後脛骨神経麻痺は筋電図、骨折後の骨癒合と変形のレベルは3DCTで完璧に立証しました。
結果、左足関節の機能障害で10級11号、左親趾の用廃で12級12号、併合9級が認定されました。
連携弁護士に委任、訴訟基準で保険屋さんと交渉した結果、
後遺障害慰謝料690万円、
逸失利益 672万6900円×0.35×14.643=3447万6000円
後遺障害部分の損害賠償額は、4137万6000円となりました。
(6)医療過誤
医療過誤とは、医師や看護師などの医療関係者が、治療を行うにあたって当然必要とされる注意を怠ったため、患者に損害を与えることです。薬剤の誤投与や衛生管理の不徹底による感染などは、民法・刑法・行政法上の責任を問われることになりますが、立証責任は患者側にあります。

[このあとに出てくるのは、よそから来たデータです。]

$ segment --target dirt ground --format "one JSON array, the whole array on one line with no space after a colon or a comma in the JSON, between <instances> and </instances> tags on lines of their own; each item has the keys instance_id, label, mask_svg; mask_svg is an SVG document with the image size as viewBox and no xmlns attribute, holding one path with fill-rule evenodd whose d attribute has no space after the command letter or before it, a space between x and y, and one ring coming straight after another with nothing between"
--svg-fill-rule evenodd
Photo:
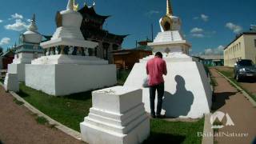
<instances>
[{"instance_id":1,"label":"dirt ground","mask_svg":"<svg viewBox=\"0 0 256 144\"><path fill-rule=\"evenodd\" d=\"M26 107L0 86L0 143L3 144L81 144L65 133L38 124Z\"/></svg>"},{"instance_id":2,"label":"dirt ground","mask_svg":"<svg viewBox=\"0 0 256 144\"><path fill-rule=\"evenodd\" d=\"M256 137L256 107L246 98L233 87L215 69L210 69L218 86L214 90L213 108L217 111L228 114L234 126L226 126L226 118L223 120L225 126L218 132L226 134L248 134L246 137L215 137L218 144L252 143Z\"/></svg>"},{"instance_id":3,"label":"dirt ground","mask_svg":"<svg viewBox=\"0 0 256 144\"><path fill-rule=\"evenodd\" d=\"M233 68L230 67L218 67L218 69L221 70L233 72ZM246 90L254 95L256 95L256 78L246 78L238 83L243 89Z\"/></svg>"}]
</instances>

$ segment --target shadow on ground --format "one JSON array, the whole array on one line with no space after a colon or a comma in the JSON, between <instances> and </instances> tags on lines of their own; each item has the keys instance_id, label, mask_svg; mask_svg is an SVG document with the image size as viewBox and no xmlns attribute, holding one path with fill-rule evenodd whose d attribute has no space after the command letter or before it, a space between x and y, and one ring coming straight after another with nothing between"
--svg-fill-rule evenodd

本件の神経剥離術に医療過誤があったとしても、交通事故による挫滅的な損傷であり、神経剥離術が失敗であったとしても、それは不可抗力であって医療過誤ではないと主張されるでしょう。
そして、交通事故医療では、この蓋然性が非常に高いのです。
先の見えない戦いに突入しようものなら、相手損保は、支払責任を免れますから、大喜びです。
私が保険調査員時代、ある被害者が、医療過誤訴訟を立ち上げました。
結論は、手術は失敗ではなく不可抗力であったと思料されるが、医師として、その手術を選択したことに注意義務違反があり、インフォームド・コンセントも十分ではなかったとして、僅かな見舞金の支払が命じられたのみで結審しました。
この被害者は、手術直後から病院内で医療過誤を叫び、治療先からマークされていました。
そして、そのことを損保に報告し、損保から弁護士の紹介を受けて争ったのです。
医療過誤であっても、そんなことで大騒ぎするのではなく、まず、後遺障害を確定させて、損保との損害賠償請求を訴訟基準で完結させるのです。
その後、引き続き弁護士に依頼して、見舞金を請求すればいいのです。